TÜSİAD: Cumhuriyet kıymetleri kılavuzumuz

TÜSİAD Lideri Orhan Turan toplantıda yaptığı konuşmada şu sözleri kullandı:

“İçinden geçtiğimiz küresel sürece ve önümüzdeki yıllarda ülkemize ne sunduğuna çok dikkatli bakmalı, gelişmeleri yanlışsız okumalı ve sürdürülebilir siyasetler üretmeliyiz. Attığımız adımlar amaçlarımıza ulaşmamızda kâfi gelmiyorsa, gerekiyorsa var olan iktisadi politikalarımızı gözden geçirmeliyiz. 2013’ten bu yana küresel iktisattan aldığımız hissenin süratle düşmesi hepimizi düşündürmeli. Bundan 10 yıl önce ülke ekonomimizin dünyadan aldığı hisse 1.2’lerdeyken bugün bu hisse 0.8’e kadar düşmüş durumda. Yılın birinci çeyreğinde 7’lik bir büyümeyi yakalamamıza karşın, iktisattaki öncü göstergeler hem ihracatımızda hem iç iktisatta ve üretimde yıl sonuna hakikat süratli bir yavaşlamayı işaret ediyor. Cari açık hala artış trendinde. Enflasyon hedeflediğimiz düzeylerde değil, refah kaybımız yüksek. Krediye erişim her geçen gün zorlaşıyor. Ağır regülasyon periyodundan geçen finansal kısmın de bu regülasyonlar çerçevesinde kredi vermesi daha da zorlaşıyor. Unutmayalım ki, sağlıklı işleyen üreten, istihdam yaratan bir gerçek kesitin gerisinde bu süreci destekleyen sağlıklı işleyen bir finansal dala gereksinim var. Uyguladığımız siyasetleri dizayn ederken bu süreçleri göz önünde bulundurmalıyız.

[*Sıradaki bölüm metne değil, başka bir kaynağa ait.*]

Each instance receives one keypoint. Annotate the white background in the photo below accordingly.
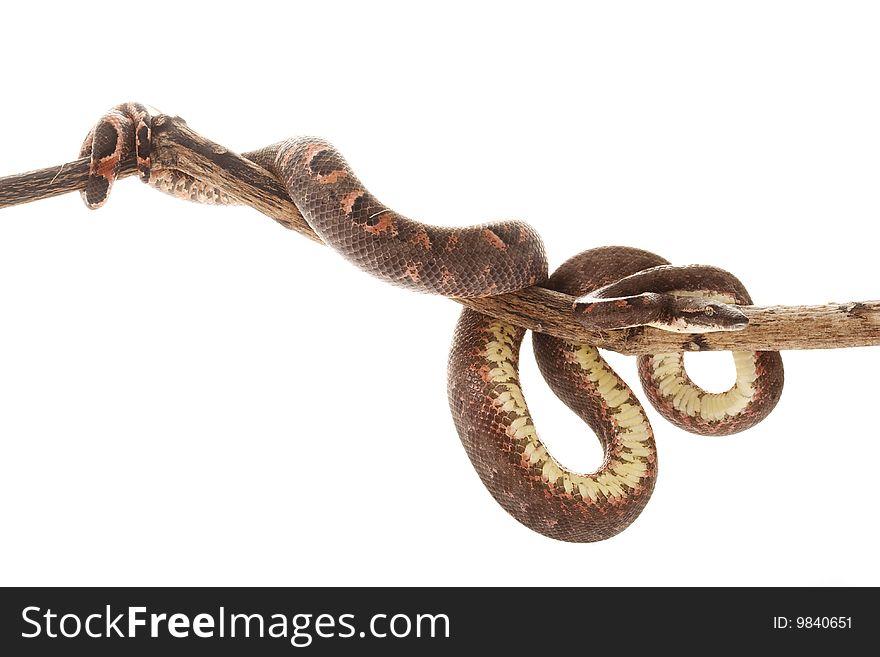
(193, 395)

Yarın Cumhuriyetimizin ilanının 99. yılını kutluyoruz. 99 yıl evvel cumhuriyetimizin kurucusu Mustafa Kemal Atatürk ve silah arkadaşları da; cumhuriyetimizin temellerini insanımıza yatırım yaparak, bilimin yolundan giderek ve siyasal, ekonomik ve toplumsal kurum ve kurallar üzerinden inşa ettiler. Laiklik başta olmak üzere akıl, bilim, hukuk ve özgürlük üzerine inşa edilmiş Cumhuriyet pahaları bizlerin de kılavuzudur. Bu çerçevede amacımız, toplumsal refah düzeyi yüksek, milletlerarası arenada saygın, AB entegrasyonunu sağlamış, hukuk devletini güçlendirmiş, toplumsal olarak eşitlikçi ve adil, gençlerine hoş bir gelecek vaat eden bir Türkiye için yılmadan yorulmadan çalışmaya devam etmektir.”